Non temo la morte per amore della vita.
di Giuseppe Gravante
At 10, 34°.37-43; Col 3, 1-4 (1Cor 5, 6b-8); Gv 20, 1-9
Questo è il giorno che ha fatto il Signore: rallegriamoci ed esultiamo.
Il culmine dell’esperienza evangelica si può esprimere attraverso il correre disperato e la “vista tesa” del discepolo amato: «e vide e credette» (Gv 20, 8). Giovanni, utilizzando una formula suggestiva per indicare la “domenica” («Il primo giorno della settimana»), annuncia l’inizio luminoso della nuova creazione: è proprio qui, infatti, che irrompe la risurrezione di Gesù. Tuttavia, nonostante ciò, la fede dei protagonisti è ancora flebile e sfibrata, la luce brilla ma le sopracciglia ancora aggrottate e gli occhi avvolti dalle tenebre indicano che non c’è fede nella risurrezione.

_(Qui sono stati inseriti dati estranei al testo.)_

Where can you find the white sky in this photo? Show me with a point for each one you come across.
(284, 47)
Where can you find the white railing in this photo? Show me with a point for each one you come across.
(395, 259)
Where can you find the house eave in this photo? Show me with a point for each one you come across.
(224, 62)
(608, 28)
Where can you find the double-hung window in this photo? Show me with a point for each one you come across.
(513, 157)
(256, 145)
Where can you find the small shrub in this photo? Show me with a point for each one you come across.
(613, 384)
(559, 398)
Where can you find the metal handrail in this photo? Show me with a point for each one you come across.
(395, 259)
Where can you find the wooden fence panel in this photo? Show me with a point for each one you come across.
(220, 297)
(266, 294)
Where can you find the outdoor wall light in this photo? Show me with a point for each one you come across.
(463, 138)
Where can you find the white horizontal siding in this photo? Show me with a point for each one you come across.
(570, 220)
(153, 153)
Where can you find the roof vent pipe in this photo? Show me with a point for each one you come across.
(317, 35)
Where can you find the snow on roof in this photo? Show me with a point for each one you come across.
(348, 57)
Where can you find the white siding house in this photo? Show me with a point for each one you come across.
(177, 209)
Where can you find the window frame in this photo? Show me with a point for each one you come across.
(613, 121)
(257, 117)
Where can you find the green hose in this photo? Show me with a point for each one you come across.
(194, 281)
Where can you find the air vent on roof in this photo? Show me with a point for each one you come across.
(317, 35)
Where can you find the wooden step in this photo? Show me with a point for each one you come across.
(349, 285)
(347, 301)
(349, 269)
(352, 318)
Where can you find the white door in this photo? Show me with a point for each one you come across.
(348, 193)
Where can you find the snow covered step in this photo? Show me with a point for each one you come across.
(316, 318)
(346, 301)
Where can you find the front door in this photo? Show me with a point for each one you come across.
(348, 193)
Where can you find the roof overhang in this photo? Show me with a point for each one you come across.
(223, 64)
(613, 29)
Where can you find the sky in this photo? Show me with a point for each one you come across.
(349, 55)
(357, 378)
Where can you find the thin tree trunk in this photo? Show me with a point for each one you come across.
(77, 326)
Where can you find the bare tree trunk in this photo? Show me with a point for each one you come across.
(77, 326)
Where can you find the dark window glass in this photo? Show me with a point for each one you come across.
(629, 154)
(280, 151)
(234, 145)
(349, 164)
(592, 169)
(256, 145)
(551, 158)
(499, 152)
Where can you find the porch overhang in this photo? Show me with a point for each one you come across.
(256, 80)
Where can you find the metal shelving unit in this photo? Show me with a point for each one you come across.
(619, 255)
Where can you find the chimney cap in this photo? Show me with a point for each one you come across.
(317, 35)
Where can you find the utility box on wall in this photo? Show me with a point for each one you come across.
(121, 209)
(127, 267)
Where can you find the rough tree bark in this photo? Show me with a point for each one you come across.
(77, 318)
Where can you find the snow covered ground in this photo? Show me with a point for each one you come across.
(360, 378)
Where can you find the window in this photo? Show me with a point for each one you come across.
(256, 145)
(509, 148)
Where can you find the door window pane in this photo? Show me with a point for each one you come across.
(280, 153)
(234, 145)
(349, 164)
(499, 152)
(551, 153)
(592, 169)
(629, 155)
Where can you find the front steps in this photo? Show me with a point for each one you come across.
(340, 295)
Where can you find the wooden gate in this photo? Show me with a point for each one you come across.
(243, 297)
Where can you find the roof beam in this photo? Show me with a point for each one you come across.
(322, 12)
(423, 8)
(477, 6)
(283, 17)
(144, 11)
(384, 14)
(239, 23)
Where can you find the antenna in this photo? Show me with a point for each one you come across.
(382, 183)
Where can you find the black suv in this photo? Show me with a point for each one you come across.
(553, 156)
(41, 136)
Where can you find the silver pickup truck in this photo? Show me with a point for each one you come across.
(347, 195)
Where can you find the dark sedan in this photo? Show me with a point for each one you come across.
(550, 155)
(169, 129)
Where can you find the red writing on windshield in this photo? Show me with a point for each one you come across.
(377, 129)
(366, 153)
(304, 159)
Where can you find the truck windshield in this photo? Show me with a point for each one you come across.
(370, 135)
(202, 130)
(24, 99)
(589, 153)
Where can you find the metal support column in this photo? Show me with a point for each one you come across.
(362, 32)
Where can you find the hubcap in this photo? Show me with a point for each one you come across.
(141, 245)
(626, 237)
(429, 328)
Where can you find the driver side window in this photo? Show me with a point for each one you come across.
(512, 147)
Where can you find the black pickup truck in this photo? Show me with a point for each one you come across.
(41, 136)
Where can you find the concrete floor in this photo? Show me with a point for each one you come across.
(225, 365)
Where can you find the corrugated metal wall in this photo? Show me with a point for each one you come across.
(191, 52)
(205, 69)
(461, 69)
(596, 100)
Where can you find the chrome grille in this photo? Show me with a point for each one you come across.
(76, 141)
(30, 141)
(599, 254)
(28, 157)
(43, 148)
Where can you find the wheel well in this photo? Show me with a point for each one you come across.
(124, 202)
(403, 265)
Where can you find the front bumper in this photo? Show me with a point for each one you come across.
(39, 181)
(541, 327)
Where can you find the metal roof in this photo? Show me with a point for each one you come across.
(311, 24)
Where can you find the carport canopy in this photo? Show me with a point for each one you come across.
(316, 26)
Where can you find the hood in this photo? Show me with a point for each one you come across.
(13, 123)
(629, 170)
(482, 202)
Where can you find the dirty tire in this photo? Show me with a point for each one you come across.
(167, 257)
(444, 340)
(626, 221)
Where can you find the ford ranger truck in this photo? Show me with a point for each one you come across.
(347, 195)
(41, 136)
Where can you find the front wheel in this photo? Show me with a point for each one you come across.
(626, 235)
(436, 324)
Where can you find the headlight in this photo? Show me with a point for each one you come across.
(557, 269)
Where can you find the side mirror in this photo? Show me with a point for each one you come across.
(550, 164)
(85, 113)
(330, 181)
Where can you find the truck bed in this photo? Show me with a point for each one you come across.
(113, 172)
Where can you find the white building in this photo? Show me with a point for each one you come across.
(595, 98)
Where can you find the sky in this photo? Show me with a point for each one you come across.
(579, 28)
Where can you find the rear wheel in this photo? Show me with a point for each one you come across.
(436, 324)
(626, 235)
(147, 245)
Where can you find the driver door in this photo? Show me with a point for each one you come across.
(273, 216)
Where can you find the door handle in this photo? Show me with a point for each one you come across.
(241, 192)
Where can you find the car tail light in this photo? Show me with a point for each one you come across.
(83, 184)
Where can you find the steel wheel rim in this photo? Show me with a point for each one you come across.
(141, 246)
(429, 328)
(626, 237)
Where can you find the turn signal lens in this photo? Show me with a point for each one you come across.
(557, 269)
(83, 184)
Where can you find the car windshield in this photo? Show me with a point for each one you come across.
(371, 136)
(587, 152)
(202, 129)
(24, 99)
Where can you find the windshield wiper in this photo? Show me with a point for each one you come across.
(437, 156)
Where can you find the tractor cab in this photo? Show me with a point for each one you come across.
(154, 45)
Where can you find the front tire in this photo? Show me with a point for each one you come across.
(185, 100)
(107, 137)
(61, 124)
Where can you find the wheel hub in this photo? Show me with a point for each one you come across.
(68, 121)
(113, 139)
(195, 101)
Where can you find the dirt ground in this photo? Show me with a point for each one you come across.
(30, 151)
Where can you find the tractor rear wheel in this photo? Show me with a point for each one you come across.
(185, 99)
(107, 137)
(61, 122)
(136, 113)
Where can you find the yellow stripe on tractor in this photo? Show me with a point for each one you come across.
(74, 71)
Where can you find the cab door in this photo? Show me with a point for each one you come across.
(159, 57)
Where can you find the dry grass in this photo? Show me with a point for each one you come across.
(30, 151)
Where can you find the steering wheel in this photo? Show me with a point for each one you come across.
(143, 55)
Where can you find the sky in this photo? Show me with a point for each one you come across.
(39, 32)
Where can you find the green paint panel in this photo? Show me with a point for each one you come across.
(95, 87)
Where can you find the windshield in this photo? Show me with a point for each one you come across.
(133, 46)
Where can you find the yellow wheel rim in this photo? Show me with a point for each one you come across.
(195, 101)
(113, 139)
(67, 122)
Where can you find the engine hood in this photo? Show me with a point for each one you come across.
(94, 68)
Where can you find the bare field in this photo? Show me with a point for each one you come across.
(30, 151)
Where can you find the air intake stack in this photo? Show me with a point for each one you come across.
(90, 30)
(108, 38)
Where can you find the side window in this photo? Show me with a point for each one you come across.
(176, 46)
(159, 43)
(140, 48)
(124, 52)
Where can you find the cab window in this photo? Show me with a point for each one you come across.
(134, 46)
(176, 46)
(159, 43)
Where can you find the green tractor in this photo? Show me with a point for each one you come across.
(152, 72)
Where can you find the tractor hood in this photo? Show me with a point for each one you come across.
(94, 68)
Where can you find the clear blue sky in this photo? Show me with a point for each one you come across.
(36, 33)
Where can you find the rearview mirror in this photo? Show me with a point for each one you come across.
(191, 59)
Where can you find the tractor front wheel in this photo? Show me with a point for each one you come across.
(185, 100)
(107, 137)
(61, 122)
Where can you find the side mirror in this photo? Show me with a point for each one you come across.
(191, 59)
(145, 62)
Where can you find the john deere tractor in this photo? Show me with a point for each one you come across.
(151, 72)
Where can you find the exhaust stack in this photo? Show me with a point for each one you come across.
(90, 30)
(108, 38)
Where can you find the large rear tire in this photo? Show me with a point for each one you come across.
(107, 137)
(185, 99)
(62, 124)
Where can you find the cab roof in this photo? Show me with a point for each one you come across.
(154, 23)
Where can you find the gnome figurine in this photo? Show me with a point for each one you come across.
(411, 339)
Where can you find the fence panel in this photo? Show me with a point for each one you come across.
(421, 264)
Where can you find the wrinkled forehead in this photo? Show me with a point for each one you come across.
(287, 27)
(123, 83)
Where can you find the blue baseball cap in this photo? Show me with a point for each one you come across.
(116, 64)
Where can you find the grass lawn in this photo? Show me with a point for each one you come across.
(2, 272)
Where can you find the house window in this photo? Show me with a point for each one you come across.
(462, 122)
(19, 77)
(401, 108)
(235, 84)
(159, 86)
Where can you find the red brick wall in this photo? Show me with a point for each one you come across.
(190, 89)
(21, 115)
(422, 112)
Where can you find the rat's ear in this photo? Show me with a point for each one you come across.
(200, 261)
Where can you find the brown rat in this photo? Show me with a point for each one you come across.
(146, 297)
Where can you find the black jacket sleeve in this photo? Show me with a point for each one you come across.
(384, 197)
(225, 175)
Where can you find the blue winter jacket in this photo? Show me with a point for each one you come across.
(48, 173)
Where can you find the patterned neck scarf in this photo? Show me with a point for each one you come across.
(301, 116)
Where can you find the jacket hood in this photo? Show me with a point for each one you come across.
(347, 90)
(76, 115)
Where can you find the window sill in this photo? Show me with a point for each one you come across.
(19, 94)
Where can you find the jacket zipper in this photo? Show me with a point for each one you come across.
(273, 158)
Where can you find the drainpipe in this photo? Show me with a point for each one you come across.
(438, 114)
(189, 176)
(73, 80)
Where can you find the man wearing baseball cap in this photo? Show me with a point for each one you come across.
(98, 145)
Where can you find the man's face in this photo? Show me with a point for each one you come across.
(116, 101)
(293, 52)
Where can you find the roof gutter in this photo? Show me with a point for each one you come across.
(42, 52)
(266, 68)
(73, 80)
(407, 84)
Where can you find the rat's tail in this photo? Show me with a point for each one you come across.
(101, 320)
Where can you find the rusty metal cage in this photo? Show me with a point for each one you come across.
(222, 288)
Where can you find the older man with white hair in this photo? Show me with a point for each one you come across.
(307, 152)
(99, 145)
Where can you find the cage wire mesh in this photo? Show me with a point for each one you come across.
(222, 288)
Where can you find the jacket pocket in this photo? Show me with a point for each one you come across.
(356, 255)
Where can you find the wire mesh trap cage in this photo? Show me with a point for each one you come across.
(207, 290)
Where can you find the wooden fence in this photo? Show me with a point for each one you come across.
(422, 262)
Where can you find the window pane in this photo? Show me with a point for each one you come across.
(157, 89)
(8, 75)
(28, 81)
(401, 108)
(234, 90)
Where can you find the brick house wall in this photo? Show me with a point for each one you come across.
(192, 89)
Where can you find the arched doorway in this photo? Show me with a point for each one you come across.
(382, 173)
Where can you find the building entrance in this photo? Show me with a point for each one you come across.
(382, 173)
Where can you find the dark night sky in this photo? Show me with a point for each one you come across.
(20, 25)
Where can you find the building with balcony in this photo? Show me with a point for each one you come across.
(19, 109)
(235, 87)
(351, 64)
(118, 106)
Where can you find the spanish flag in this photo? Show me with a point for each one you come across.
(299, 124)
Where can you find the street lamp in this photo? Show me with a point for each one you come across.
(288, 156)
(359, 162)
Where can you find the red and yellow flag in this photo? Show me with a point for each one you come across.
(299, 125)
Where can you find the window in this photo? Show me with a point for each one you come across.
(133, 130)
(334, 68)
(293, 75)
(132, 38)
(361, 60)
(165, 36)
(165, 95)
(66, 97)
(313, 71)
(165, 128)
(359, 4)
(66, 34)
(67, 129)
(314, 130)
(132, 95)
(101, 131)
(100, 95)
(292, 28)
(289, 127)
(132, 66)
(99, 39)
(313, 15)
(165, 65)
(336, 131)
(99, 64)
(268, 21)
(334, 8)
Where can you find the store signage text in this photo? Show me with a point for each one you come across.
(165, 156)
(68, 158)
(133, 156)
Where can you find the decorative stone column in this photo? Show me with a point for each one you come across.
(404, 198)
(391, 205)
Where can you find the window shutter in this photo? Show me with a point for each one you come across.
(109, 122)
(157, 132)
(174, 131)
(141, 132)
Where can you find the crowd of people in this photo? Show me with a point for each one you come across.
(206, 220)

Tutti sono coinvolti! Corrono, il cammino di ricerca è affannoso e sconvolto e la prima causa di ciò è una notizia dirompente: il “cadavere” non c’è più. Maria si reca al sepolcro animata da vero affetto per Gesù, la sua è una devozione sincera, ha visto morire il maestro, ha visto dove l’hanno sepolto: il suo è un orizzonte ancora oppresso dalla morte. Giungendo allora al sepolcro, non è capace di andare oltre quella pietra, oltre quel sigillo a una vita conclusa; vedendola ribaltata, però, corre dai discepoli recando un annuncio di tristezza e sgomento, segno del suo credere ancora incerto: «Hanno portato via il Signore dal sepolcro e non sappiamo dove l’hanno posto!» (Gv 20, 2). Per lei l’assenza è un furto!
Anche Pietro e il discepolo che Gesù amava corrono, si protendono in una corsa senza gioia, turbata da un brutto presentimento; devono vedere, ma anche per loro è ancora buio. Giunge il discepolo amato e «vide i teli posati» (Gv 20, 5), poi giunge Pietro «e osservò i teli posati là, e il sudario – che era stato sul suo capo – non posato là con i teli, ma avvolto in un luogo a parte» (Gv 20, 6-7). I due “vedono”, Pietro, addirittura, “osserva”; ma, alla fine, constatano solo quelle tracce evidenti di morte.
Il racconto sembra essere fin qui un trionfo della morte, un lutto senza speranza. I segni che Giovanni elenca hanno una chiara funzione: nessun ladro si darebbe cura di svestire il cadavere che vuole trafugare. Il corpo di Gesù non è stato rubato; ma, allora, che ne è stato? I segni sono in se stessi sempre muti. Anche le parole scritte sono segni, ma se non si conosce l’alfabeto rimangono solo macchie su un foglio. Quando finalmente entra, Giovanni annota il salto: «e vide e credette» (Gv 20, 8). Forse meglio: e vide e “cominciò a credere”. Solo così, come l’indizio di una fede incipiente, si comprende perché Giovanni commenti: «Non avevano ancora compreso la Scrittura, che cioè egli doveva risorgere dai morti» (Gv 20, 9).
I segni della risurrezione, dunque, appaiono come segni muti e anche piuttosto fragili; se questi non vengono colti alla luce della Scrittura, rimangono incomprensibili e sterili. Giovanni, entrando nel sepolcro, comincia un nuovo percorso di vita: fare esperienza dell’amore, aprirsi a una relazione con Dio.
I segni di morte, così, diventano segni di vita; non narrano un’assenza, ma il trionfo della vita. Risurrezione come vita che frantuma la morte, risurrezione come vita che pretende per sé la pienezza: è l’amore per la vita che giustifica la croce e la morte del maestro. Vivere, dunque, non significa solo essere biologicamente attivi. La Pasqua in questa ottica, è realmente celebrata quando ci permette di riacquistare il gusto della vita stessa; quando, in virtù di essa, si abbandona il cedimento agli strali della morte e a un vivere ottuso. La Pasqua è degnamente celebrata quando la vita diventa prassi di risurrezione.